(Bloomberg) -- Investors had long waited to see where Glencore Plc’s serial dealmaker Ivan Glasenberg would turn his firepower next. The answer was revealed on Thursday: Glencore’s own battered shares.
The company will spend up to $1 billion buying back its own shares before the end of the year. The announcement came two days after a plunge in Glencore shares, sparked by news that the U.S. is investigating the company’s dealings in Africa and South America. Analysts said the buyback plan made major acquisitions by Glencore less likely in the near future.
The buyback will "reinforce the view that Glencore is likely to focus on investor returns" over M&A, according to analysts at Goldman Sachs Group Inc. Credit Suisse Group AG analysts highlighted that the buyback would bring the company’s net debt level closer to a self-imposed ceiling of $16 billion, "which should diminish the likelihood of any major M&A activity” in the next six months.

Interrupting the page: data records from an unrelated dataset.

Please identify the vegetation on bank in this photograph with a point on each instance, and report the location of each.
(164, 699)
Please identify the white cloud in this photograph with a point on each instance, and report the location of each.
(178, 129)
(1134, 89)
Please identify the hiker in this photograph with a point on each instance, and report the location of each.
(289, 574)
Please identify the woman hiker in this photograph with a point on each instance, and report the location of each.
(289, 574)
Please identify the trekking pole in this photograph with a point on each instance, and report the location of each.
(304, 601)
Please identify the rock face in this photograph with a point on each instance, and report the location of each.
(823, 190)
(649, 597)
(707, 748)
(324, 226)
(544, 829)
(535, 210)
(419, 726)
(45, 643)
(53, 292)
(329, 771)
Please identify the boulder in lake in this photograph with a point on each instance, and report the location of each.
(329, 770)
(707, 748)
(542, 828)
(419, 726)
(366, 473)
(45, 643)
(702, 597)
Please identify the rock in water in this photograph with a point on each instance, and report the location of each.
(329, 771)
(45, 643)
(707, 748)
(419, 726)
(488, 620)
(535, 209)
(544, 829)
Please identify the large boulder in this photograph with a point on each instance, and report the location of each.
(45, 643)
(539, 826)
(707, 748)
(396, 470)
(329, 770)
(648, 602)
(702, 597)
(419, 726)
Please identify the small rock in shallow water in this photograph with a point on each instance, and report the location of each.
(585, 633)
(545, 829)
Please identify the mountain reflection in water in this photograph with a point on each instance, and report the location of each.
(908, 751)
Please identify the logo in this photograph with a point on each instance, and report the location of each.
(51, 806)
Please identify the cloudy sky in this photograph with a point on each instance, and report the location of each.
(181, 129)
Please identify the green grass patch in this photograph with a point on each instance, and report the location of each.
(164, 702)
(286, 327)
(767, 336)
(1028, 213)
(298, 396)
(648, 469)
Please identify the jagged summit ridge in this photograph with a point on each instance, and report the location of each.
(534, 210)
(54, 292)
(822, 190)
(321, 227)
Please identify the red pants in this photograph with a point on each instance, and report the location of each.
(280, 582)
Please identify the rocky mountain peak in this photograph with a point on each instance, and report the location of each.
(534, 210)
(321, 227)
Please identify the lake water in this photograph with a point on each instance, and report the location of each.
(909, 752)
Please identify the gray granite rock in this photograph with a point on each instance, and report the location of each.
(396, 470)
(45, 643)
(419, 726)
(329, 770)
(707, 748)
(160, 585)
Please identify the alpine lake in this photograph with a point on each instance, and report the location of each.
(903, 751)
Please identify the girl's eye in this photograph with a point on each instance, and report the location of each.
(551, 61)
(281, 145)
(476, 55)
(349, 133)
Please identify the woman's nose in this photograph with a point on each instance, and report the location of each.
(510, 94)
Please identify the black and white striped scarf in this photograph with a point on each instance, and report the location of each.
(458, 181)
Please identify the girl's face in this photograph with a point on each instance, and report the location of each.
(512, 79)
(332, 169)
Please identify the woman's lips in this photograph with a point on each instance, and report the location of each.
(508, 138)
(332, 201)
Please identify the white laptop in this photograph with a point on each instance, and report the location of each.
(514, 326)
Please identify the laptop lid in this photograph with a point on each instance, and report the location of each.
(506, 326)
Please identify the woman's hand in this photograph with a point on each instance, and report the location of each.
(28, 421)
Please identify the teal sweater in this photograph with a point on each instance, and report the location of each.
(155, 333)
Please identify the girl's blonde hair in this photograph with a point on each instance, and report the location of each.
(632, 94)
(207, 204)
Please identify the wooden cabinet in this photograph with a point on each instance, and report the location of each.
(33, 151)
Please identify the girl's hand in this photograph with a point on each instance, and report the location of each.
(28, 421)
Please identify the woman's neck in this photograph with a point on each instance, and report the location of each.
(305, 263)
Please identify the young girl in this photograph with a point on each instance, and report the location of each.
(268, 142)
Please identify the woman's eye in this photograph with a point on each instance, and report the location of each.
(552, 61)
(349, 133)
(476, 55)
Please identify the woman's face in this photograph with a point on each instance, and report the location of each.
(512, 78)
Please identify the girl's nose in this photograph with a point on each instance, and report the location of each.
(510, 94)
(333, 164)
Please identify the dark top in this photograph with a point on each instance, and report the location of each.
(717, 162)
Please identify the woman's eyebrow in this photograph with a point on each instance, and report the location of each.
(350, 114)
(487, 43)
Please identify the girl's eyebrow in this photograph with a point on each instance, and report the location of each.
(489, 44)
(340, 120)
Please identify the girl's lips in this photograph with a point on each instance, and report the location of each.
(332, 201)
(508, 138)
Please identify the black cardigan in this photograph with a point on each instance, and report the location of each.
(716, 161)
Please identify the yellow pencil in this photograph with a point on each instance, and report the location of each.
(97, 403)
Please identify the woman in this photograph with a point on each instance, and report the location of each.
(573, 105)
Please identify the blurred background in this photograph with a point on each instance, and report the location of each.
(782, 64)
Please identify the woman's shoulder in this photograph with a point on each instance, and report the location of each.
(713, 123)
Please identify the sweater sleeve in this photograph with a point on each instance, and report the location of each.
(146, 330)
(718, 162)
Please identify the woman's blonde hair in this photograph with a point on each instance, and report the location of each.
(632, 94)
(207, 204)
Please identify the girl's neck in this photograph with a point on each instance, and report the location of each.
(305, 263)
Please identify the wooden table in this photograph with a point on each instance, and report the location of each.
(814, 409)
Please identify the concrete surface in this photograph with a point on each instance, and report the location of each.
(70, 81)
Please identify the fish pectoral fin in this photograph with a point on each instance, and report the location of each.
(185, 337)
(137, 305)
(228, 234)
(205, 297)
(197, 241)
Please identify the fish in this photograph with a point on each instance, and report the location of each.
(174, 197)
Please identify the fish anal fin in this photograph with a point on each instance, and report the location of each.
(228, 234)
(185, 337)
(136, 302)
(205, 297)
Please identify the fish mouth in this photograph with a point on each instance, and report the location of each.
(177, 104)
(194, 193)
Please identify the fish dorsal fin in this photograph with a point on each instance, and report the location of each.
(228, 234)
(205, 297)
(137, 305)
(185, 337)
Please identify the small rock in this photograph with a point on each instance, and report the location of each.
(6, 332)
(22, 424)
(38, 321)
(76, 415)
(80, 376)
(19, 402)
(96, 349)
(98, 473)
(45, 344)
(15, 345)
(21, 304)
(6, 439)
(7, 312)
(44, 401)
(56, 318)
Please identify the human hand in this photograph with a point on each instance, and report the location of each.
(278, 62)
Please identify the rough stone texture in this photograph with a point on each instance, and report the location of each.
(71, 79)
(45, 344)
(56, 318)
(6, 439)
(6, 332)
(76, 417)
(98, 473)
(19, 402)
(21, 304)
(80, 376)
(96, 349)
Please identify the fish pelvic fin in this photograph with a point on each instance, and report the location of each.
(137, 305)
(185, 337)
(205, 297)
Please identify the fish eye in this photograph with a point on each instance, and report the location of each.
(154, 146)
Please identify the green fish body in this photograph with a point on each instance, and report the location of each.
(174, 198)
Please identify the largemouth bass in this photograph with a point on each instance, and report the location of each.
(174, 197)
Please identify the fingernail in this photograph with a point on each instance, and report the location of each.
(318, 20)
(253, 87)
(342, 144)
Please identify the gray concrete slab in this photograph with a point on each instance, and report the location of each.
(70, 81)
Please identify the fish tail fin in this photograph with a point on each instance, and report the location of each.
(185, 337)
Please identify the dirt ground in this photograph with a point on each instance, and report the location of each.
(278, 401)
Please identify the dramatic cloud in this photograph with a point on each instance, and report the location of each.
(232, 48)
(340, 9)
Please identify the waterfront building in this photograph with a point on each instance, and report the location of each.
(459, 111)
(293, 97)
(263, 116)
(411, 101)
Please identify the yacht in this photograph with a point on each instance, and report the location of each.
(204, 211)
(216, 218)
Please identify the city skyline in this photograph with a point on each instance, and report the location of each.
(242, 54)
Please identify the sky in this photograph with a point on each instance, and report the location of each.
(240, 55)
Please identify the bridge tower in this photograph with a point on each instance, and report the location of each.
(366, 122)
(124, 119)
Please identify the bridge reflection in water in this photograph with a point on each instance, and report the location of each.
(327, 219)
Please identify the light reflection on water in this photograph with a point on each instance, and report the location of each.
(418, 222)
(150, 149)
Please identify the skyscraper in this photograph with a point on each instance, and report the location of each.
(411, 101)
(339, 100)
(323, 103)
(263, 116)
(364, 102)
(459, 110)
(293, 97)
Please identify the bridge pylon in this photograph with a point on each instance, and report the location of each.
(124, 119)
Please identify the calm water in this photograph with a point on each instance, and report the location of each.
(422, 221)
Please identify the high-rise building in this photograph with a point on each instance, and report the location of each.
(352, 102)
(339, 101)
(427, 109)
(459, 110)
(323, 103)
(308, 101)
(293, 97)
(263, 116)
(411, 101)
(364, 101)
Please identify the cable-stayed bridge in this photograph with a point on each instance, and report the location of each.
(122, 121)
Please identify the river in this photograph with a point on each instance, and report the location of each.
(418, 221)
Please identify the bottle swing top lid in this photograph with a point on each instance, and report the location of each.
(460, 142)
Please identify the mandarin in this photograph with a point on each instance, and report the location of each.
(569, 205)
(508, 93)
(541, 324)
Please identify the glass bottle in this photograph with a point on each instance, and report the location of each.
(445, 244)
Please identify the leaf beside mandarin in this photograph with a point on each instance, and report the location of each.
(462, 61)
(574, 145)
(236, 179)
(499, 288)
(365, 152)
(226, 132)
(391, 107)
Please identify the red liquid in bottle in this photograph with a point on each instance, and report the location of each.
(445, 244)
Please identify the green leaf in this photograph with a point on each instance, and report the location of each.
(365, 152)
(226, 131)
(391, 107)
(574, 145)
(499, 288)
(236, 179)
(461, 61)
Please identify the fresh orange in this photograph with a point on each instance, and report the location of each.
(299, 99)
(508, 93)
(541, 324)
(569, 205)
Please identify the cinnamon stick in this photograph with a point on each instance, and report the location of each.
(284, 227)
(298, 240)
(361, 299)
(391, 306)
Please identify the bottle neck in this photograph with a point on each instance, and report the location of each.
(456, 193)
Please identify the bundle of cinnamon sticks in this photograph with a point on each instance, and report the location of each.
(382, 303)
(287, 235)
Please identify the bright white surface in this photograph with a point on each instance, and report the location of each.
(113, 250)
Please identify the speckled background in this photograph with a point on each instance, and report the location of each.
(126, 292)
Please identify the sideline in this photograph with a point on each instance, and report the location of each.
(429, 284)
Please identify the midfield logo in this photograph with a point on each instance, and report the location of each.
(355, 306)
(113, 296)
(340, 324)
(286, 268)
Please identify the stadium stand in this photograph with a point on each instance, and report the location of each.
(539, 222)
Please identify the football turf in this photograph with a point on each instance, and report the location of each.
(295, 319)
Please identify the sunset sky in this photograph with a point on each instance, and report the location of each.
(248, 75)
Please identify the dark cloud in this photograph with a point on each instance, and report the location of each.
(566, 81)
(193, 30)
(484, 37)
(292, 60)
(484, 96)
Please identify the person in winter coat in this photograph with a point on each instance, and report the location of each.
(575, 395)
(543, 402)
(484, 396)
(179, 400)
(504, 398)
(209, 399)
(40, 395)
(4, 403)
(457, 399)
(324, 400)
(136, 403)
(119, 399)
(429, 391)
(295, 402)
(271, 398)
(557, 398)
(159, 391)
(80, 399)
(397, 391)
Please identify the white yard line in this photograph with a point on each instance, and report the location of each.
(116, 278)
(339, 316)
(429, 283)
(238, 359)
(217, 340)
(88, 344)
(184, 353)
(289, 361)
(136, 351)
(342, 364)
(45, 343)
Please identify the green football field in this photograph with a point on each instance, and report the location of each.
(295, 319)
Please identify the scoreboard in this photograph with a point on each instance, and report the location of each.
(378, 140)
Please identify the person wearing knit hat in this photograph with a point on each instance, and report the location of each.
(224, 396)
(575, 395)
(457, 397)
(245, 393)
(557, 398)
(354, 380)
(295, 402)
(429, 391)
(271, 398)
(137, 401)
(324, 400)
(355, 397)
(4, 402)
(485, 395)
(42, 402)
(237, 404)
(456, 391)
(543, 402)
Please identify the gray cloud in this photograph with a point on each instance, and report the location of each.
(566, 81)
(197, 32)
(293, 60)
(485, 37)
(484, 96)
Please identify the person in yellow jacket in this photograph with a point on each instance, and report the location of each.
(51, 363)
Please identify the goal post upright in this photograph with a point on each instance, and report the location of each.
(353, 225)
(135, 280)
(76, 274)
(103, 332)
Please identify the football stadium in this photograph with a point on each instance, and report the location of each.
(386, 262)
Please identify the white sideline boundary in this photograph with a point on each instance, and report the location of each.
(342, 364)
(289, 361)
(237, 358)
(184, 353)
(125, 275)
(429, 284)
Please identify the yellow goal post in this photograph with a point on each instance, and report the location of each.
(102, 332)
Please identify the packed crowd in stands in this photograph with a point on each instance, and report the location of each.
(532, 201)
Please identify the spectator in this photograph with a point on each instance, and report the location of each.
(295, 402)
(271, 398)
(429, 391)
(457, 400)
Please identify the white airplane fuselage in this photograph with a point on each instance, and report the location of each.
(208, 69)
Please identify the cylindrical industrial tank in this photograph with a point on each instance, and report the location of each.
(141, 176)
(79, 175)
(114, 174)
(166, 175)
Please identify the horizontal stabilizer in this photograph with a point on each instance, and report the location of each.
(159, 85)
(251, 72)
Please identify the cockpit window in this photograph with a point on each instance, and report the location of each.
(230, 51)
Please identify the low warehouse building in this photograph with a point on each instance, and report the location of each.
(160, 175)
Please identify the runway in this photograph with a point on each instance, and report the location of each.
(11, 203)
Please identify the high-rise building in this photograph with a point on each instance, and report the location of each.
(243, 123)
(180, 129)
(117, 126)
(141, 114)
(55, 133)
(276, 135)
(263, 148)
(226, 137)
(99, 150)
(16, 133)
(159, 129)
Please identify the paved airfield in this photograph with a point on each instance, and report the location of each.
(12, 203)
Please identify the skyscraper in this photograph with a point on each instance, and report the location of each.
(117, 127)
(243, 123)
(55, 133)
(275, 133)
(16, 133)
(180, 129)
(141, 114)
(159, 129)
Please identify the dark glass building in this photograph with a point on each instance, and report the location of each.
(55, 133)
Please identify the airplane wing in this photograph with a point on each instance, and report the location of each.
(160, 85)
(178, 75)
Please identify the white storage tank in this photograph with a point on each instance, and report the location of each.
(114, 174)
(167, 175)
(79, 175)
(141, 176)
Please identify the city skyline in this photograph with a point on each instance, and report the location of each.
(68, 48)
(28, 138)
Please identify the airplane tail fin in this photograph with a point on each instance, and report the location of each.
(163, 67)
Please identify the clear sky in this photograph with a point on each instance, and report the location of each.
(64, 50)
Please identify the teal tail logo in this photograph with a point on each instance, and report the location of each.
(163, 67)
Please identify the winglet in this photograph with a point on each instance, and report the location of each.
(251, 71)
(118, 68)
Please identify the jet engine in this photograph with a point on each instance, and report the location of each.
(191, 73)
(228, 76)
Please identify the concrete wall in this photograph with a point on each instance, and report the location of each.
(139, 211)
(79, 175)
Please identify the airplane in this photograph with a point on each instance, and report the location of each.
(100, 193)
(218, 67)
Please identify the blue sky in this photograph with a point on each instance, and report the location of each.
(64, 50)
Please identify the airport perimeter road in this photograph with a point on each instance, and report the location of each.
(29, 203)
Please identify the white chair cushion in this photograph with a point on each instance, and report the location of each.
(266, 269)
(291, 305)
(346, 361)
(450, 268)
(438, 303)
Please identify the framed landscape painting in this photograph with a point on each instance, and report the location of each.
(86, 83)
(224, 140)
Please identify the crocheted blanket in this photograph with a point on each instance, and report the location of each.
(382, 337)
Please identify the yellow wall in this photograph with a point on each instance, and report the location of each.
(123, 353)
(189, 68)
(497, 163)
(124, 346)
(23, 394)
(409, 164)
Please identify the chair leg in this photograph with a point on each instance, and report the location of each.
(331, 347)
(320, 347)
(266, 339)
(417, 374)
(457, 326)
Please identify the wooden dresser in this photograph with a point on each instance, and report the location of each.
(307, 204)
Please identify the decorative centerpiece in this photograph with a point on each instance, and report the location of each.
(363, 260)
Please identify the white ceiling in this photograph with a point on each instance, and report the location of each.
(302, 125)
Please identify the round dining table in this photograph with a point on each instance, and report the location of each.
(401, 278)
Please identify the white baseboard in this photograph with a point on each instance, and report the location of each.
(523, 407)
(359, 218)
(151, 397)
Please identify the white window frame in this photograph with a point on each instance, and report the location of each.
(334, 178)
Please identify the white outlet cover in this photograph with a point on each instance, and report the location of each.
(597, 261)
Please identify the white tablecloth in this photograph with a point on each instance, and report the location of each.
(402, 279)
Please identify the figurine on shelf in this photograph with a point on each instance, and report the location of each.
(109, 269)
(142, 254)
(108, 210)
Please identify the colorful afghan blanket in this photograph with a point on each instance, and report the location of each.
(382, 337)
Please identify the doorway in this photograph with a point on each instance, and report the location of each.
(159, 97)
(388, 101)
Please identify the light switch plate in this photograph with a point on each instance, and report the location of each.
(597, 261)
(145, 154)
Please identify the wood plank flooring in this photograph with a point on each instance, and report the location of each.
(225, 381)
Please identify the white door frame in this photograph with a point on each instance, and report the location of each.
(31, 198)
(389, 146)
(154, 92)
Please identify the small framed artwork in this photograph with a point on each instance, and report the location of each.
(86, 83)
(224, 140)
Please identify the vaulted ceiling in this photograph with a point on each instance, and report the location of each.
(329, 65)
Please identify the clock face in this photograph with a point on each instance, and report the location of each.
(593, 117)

While Glencore rebounded 3 percent to 329.05 pence on Thursday, the stock is still down almost 20 percent this year.
To be sure, it’s impossible to rule out M&A from Glencore, one of the most active dealmakers in the natural resources industry. In February, Glasenberg highlighted the company’s appetite for acquisitions and substantial cash flow after the rally in commodity prices.
Still, the U.S. investigation relating to possible corruption and money laundering and the new buyback strategy are likely to persuade investors that acquisitions aren’t the focus for Glencore’s management.
That may be unwelcome news for shareholders of Bunge Ltd., which has been seen as a likely target after Glencore made an informal approach last year. Bunge shares dropped to a six-month low this week.